Converting data from a single source, such as a specific LIMS system is not a difficult task. The challenge DSIMS addresses, and the value it provides, is the ability to merge many disparate data sources into a single SEND dataset that is completely consistent with the study report.
In addition to solving issues around data merging, DSIMS also includes the ToxVision module for visualization and analysis. With DSIMS, you will build a valuable long-term data repository for all of your studies to support reporting, historical reference ranges, analytics and cross-study signal detection.

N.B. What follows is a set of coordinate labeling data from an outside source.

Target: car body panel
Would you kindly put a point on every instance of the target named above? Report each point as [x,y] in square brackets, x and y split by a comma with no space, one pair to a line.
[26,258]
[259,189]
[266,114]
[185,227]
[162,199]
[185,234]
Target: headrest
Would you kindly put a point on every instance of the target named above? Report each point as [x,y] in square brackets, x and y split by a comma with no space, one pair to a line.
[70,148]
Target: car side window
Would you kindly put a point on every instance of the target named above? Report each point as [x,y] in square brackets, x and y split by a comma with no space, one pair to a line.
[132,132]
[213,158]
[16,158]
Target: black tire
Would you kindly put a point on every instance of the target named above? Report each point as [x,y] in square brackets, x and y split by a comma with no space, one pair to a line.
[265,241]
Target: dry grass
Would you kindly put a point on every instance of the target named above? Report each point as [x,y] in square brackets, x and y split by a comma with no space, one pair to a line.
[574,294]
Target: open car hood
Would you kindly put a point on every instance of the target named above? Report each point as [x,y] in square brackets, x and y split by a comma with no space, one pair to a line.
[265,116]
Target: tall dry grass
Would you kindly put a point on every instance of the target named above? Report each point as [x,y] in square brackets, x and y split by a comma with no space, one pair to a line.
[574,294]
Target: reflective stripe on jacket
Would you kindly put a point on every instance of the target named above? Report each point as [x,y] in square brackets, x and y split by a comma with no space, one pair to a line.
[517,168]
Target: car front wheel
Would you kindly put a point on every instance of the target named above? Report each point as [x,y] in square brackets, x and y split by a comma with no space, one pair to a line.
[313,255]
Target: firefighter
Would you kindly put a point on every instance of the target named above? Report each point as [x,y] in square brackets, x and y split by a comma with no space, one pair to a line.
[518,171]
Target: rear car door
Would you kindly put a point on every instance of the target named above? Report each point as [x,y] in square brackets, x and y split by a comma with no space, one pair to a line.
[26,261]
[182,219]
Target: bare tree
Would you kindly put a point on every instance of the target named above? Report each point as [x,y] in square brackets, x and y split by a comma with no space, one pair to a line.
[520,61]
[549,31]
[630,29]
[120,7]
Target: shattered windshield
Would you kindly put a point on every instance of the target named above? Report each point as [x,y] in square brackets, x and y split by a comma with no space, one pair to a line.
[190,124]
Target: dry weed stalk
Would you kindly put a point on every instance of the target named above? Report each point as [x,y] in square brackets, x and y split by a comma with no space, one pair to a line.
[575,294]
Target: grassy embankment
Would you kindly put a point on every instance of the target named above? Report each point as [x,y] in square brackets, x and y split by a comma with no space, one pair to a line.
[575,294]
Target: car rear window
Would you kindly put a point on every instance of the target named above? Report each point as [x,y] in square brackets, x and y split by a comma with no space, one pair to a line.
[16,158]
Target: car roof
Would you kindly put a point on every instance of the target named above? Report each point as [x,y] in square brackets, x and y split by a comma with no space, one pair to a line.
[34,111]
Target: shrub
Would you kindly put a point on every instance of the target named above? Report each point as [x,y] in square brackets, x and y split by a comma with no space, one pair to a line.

DSIMS consists of three modules to manage your SEND process:
- The Nonclinical Study Data Specification module (NSDS) specifies the SEND or LIMS data that must be provided for merging and packaging into a single SEND study. NSDS includes the capability of specifying the SEND related Trial Design, applicable domains and the format for subject names.
- The Study Workflow Process module (SWP) automates the merging of SEND and non-SEND data sources into a complete SEND data package with the Study Data Reviewer’s Guide and define files required by the FDA. It provides controls for versioning SEND controlled terminologies, data models, define.xml and FDA validator rules. Study data and audit trails are stored in the data repository.
- ToxVision reduces the costs of conducting data quality checks. It provides scientists with analysis tools, group summary and tabular/immersive graphical views designed with FDA reviewer inputs.